I got my self a new canister filter and next day I decide to add some activated carbon. Open the lid and water started gashing out on the floor. I forgot to turn off the main valve. Luckily there was not much of the water came out, but still not good for the wood floor.


----------



## Silvering (Jun 10, 2011)

Thanks, guys, that did help. Ben, that's got to take the cake! I do find that when the water drops below a certain point, evaporation goes about 20 times as fast. 

Canisters do seem fraught with user-error peril, don't they? My parents had fish tanks in their basement, and the latches on a 20g tank's canister came undone somehow, and siphoned about 15 gallons of water onto the carpet. To this day we don't know if it was the cat or not. LOL


----------



## Big_Fish (Mar 10, 2010)

Remember... Gravity, it's not just a good idea....


it's the LAW. 



[smilie=l:


----------



## ObiQuiet (Oct 9, 2009)

Silvering said:


> So, help me feel better about my clumsiness...


I'll only say that my most useful tool isn't the net, the tweezers, nor the clippers... it's a long stick with a magnet on one end.

Cheers!


----------



## Zapins (Jul 28, 2004)

I have to fall at my rate!


----------



## Newt (Apr 1, 2004)

I had a plastic cup of thawed out bloodworms sitting on the back of the tank behind the main light fixture. As I lifted the front strip light up to place it on top of the rear/main light fixture it slipped off and hit the cup of bloodworms. All down the wall BEHIND the tank. And the wall was white, of course.


----------



## gtu2004 (Jun 21, 2011)

lol nice one Newt.

So i've been playing with gravity on the budget, doing the drip acclimating shrimps. then i usually forget that i was drip acclimating, and come back to a wet carpet which then started stinking. Probably gonna remove the carpet and go wood floor soon. this happens not once, not twice, but three times so far. gravity is a good friend, but also is a dangerous friend.


----------



## Silvering (Jun 10, 2011)

Definitely get rid of the carpet if it's started to smell - you don't want to mess around with the molds that can grow in houses! Try putting tank water in another bucket, slightly raised above the shrimp container, but so that even if you forget the drip, there's not enough water differential to overflow. 

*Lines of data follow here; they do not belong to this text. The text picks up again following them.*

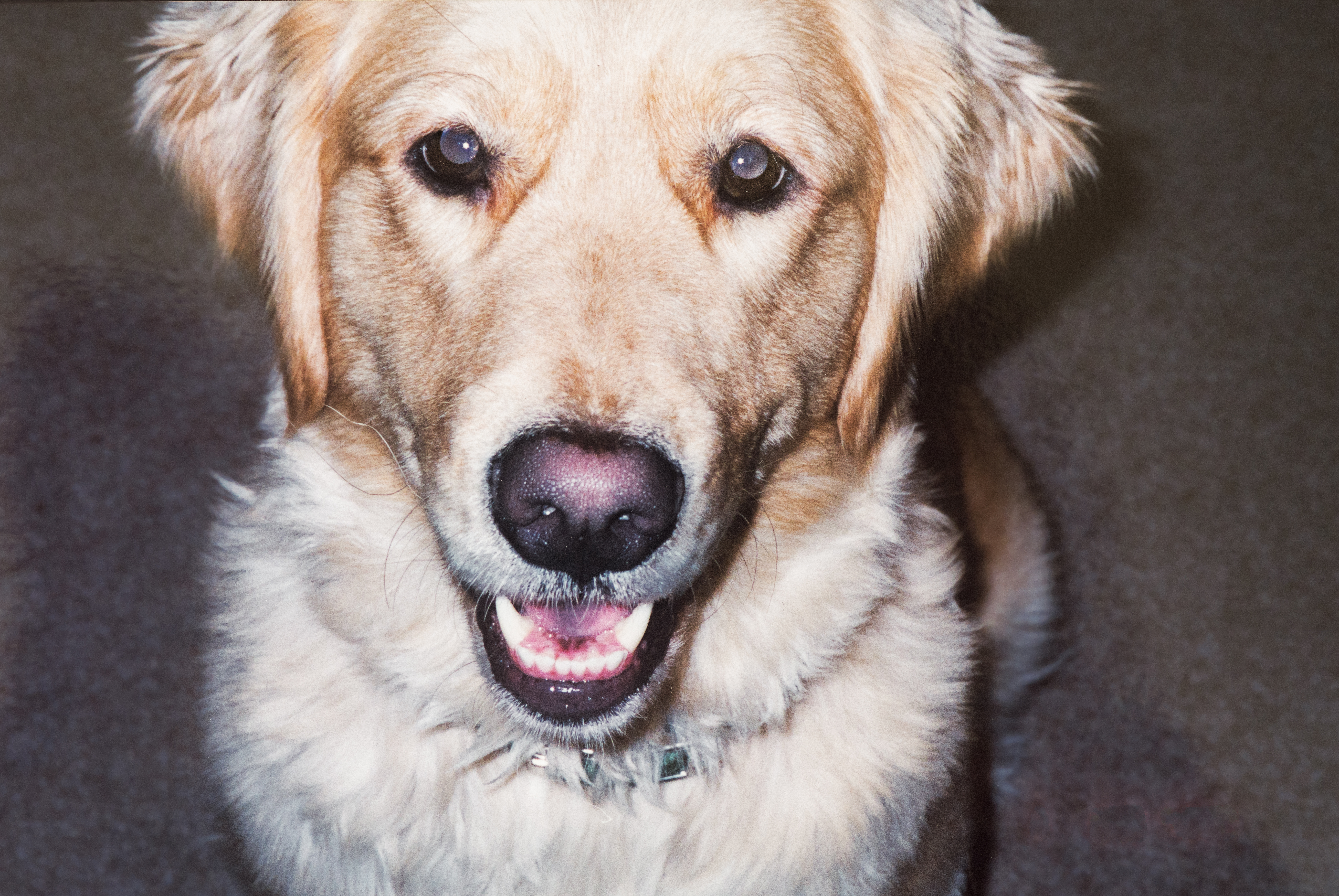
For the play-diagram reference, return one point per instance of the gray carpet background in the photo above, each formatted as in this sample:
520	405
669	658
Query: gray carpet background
1165	358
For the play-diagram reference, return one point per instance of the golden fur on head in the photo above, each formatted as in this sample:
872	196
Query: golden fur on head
600	282
974	146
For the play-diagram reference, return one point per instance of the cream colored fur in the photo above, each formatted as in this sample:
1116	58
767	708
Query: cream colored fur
820	670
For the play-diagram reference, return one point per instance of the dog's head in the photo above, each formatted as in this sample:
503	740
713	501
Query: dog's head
592	271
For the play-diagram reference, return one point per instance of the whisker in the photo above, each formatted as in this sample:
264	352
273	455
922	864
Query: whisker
390	451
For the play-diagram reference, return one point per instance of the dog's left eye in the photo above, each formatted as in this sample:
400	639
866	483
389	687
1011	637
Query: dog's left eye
750	173
455	158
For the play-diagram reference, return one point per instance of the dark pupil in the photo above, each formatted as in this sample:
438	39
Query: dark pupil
749	161
460	148
750	173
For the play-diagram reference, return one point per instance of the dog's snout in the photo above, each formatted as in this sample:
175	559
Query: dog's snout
584	504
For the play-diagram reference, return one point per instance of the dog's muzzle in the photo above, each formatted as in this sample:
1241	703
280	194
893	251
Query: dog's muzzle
583	504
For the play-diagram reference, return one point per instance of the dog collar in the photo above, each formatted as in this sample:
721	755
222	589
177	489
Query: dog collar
676	763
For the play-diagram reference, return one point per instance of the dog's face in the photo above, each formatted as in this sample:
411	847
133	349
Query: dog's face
595	271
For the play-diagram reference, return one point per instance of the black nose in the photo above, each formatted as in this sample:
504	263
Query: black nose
584	504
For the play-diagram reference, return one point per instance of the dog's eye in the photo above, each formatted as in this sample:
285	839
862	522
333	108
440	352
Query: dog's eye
750	173
453	158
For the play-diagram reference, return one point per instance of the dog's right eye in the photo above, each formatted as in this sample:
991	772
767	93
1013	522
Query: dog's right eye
453	158
750	175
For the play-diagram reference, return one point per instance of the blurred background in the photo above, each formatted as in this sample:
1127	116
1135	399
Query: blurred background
1165	357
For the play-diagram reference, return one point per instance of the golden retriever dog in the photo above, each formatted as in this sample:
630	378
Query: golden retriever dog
592	548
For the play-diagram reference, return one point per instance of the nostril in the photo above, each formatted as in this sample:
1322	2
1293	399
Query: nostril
584	504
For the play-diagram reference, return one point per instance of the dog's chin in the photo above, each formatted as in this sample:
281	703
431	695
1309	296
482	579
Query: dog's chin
576	688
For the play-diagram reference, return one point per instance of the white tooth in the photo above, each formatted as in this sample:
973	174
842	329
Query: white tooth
631	630
513	625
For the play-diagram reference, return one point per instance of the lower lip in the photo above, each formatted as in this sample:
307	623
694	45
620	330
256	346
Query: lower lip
566	698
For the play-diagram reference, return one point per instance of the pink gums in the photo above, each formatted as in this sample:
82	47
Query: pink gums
580	637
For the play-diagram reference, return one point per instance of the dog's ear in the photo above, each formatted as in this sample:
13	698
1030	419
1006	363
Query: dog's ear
979	146
232	98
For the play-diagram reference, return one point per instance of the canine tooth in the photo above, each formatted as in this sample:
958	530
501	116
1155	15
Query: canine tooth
513	625
631	630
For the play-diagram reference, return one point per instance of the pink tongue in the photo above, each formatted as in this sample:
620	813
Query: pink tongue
582	621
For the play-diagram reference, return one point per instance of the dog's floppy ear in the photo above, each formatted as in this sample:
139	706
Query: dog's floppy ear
232	98
979	145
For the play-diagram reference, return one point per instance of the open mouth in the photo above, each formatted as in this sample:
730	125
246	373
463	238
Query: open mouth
575	662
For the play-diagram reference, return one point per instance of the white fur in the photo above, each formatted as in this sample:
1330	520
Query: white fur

Thankfully lately I have not knocked any fish-related things over, and of the stuff I have knocked over, none of it was near the tanks!  Although back when I was hanging the shop light over my planted tank, I could've used that long stick with a magnet, I kept dropping the hooks and chains into the tank by accident. A pair of needle-nose pliers applied to the S-hooks fixed that problem, though.


----------



## PAXpress (Sep 22, 2011)

I have friends who when they come over, like to smoke and drink. Bad combination, whenever they come near the fish tanks with alcohol and a lit cig in hand I get the bat out and start with the threats. One more step ******* I swear I care more about that tank you're heading towards than I do our friendship. No problems thus far


----------



## ROB.LTX (Apr 1, 2012)

water change full bucket floor.


----------